Pleadings - Amendment - Leave
Torts - Conspiracy - Merger Doctrine
McHale v. Lewis (Ont CA, 2018)
Here the Court of Appeal sets out the test for leave to amend pleadings:
 The motion judge summarized the principles governing the decision whether to grant leave to amend a pleading from Aristocrat Restaurants Ltd. (c.o.b. Tony’s East) v. Ontario,  O.J. No. 5331 (S.C.):.......
(a) the approach that amendments should be presumptively approved unless they would occasion prejudice that cannot be compensated by costs or an adjournment, they are shown to be scandalous, frivolous, vexatious, or an abuse of the court’s process, or they disclose no reasonable cause of action, is relevant to the issue of whether, on a motion to strike a pleading, a court should exercise its discretion to grant leave to amend;
(b) leave to amend should properly be given where a pleading can be put right or improved by amendment and no injustice is done thereby;
(c) depending on the circumstances of the case, striking out a pleading without granting leave to amend often does little to advance the ends of justice;
(d) in disposing of a motion to strike when a recognized cause of action has been improperly pleaded, but can be put right without non-compensable prejudice to the defendants, the preferred route is to afford the plaintiff the opportunity, upon appropriate terms, to plead the cause properly within the action before the court; and
(e) the foregoing approach makes practical sense and is in keeping with the objectives set out in rule 1.04, namely that the rules shall be liberally construed to secure the just, most expeditious and least expensive determination of every civil proceeding on its merits.
Also, the court sets out the 'merger' doctrine for the tort of conspiracy:
 I also do not accept the argument on appeal that leave to amend was properly refused in application of the “merger doctrine.”
 This principle holds that where two or more persons conspire to commit a tort, and the tort is committed, the allegation of conspiracy adds nothing to the claim.
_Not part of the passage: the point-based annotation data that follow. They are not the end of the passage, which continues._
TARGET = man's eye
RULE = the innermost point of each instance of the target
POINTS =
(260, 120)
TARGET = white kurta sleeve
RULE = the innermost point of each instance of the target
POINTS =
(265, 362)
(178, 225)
A plaintiff is not entitled to be compensated twice for the same harm where the damages from both the conspiracy and the tort are the same: Jevco Insurance Co. v. Pacific Assessment Centre Inc., 2015 ONSC 7751 (CanLII), 128 O.R. (3d) 518 (Div. Ct.).
 I agree with the observations of Molloy J. in Jevco:
 Accordingly, in my view, the law supports permitting the conspiracy claim to be pleaded along with other nominate torts and applying the doctrine of merger only at the end of the trial when it is known if the plaintiff has been fully successful on the nominate torts and whether there is anything added by the conspiracy claim. Further, in the interests of paring down out-of-control interlocutory proceedings and introducing consistency in the law, as a practical matter it is preferable not to resolve these types of claims at the pleadings stage.